Katharina stand vor der Runde auf Platz 5 – mit einem Sieg in der letzten Runde war vielleicht, je nach Ergebnissen der Konkurrentinnen, noch ein besserer Platz drin. Das ließ sie sich nicht zweimal sagen und gewann die letzte Runde verdient. Dadurch konnte sie noch einen Platz gewinnen und landete auf dem vierten Rang. Ein super Ergebnis, vor allem wenn man bedenkt, dass es ihre erste Deutsche Meisterschaft war – und mit etwas Glück sogar noch mehr drin gewesen wäre. Aber so wollen wir mal nicht sein. Herzlichen Glückwunsch, Kathi! 😊

Deutscher Meister wurde der Hamburger Niclas Huschenbeth, punktgleich mit Dimitrij Kollars. Bei den Frauen gewann Marta Michna, die schon die Blitzmeisterschaft für sich entscheiden konnte. Mal sehen, wen wir davon nächstes Jahr bei den German Masters wieder sehen werden.

Am letzten Abend wurden bei der Abschlussfeier die Sieger aller Turniere geehrt und Katharina, Hanna und Eduard konnten sich ihre Preisgelder abholen. Den symbolischen Scheck wird sich Katharina wohl an die Wand hängen, wer kann es ihr auch verübeln. 😉

Abendbuffet

Auch in der Deutschen Amateurmeisterschaft gab es einige nennenswerte bayerische Erfolge. Geehrt wurden jeweils die besten sieben Spieler einer Gruppe, sowie die beste Frau. In der Gruppe A (DWZ 2100-2299) erreichte Christian Schatz (SC Anderssen Nürnberg) den siebten Platz. Das gleiche schaffte Julian Weber (SC Erlangen) in der Gruppe F (DWZ 1200-1399). Beste Dame in der Gruppe F wurde Stefanie Birke (FC Nordhalben), sie erhält somit den Titel der Deutschen Amateurmeisterin. Den fünften Platz in der Gruppe G (DWZ 0-1199) erreichte Tizian Schwab (TV Großostheim).
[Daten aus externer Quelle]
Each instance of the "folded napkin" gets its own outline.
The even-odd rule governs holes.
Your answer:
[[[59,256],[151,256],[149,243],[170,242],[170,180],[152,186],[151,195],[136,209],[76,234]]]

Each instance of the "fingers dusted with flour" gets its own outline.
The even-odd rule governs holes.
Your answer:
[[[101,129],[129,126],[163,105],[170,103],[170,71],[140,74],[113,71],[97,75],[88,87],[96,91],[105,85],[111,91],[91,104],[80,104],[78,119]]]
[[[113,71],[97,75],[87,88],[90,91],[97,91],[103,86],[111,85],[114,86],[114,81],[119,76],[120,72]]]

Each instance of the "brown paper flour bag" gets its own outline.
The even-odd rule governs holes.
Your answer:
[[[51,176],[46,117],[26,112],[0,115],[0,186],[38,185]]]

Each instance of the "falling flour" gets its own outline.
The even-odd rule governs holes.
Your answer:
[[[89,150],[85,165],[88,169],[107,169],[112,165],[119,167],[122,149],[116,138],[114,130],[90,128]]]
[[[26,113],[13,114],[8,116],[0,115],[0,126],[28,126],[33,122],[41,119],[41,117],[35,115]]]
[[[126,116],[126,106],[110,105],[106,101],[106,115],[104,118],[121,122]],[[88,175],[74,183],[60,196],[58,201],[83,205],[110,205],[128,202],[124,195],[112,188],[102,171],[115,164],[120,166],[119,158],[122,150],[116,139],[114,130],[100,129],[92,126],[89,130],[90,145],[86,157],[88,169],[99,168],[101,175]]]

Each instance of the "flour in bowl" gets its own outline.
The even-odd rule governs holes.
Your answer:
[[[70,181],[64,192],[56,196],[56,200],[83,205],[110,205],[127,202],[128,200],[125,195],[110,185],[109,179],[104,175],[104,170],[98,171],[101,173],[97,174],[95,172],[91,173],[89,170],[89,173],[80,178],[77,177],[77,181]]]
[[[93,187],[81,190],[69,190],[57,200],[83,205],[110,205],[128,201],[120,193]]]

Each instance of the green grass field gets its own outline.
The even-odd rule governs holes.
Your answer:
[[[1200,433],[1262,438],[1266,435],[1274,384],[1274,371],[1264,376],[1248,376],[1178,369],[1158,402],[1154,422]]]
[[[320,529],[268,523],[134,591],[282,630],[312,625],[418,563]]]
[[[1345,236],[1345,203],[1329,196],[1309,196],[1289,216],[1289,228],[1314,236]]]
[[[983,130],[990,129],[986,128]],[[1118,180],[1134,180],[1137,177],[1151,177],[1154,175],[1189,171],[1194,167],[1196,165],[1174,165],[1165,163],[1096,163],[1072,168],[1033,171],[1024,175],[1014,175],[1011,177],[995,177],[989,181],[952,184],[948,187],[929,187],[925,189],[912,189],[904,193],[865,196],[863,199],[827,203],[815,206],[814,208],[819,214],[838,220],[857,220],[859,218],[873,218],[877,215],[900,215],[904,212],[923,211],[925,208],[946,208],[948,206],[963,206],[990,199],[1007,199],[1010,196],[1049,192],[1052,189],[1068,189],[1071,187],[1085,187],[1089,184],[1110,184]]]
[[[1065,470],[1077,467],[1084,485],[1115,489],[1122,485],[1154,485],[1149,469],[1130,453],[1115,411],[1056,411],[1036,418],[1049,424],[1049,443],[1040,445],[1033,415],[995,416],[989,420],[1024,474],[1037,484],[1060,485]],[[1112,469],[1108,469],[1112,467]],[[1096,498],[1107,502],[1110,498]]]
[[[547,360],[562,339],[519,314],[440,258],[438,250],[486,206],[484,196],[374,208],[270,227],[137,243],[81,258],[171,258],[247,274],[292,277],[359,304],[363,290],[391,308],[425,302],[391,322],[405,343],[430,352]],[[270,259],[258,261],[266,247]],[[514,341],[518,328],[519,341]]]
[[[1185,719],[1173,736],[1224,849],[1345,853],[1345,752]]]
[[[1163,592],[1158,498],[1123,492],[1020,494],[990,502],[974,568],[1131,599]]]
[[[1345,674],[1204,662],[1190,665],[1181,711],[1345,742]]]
Außergewöhnliche Feuershow

 

Die Meisterschaft konnte jeder bei der folgenden Abschlussgala ausklingen lassen. Nach den unterschiedlichen Siegerehrungen gab es Musik durch eine Live-Band und nach Einbruch der Dunkelheit sogar noch eine Feuershow. Da konnte man dann auch mal über das Chaos beim Buffet hinwegsehen, es ist wohl gar nicht so einfach, 400 hungrige Schachspieler zu versorgen.

Insgesamt war der Schachgipfel eine Veranstaltung, bei der wohl keiner bereuen wird, dabei gewesen zu sein. Ob er jedes Jahr in dieser Form stattfinden soll, sollten sich die Veranstalter aber nochmal überlegen. Die Qualität der Turniere, insbesondere der Meisterschaften und des Pokals, leidet offensichtlich darunter, dass sich die Turniere überschneiden.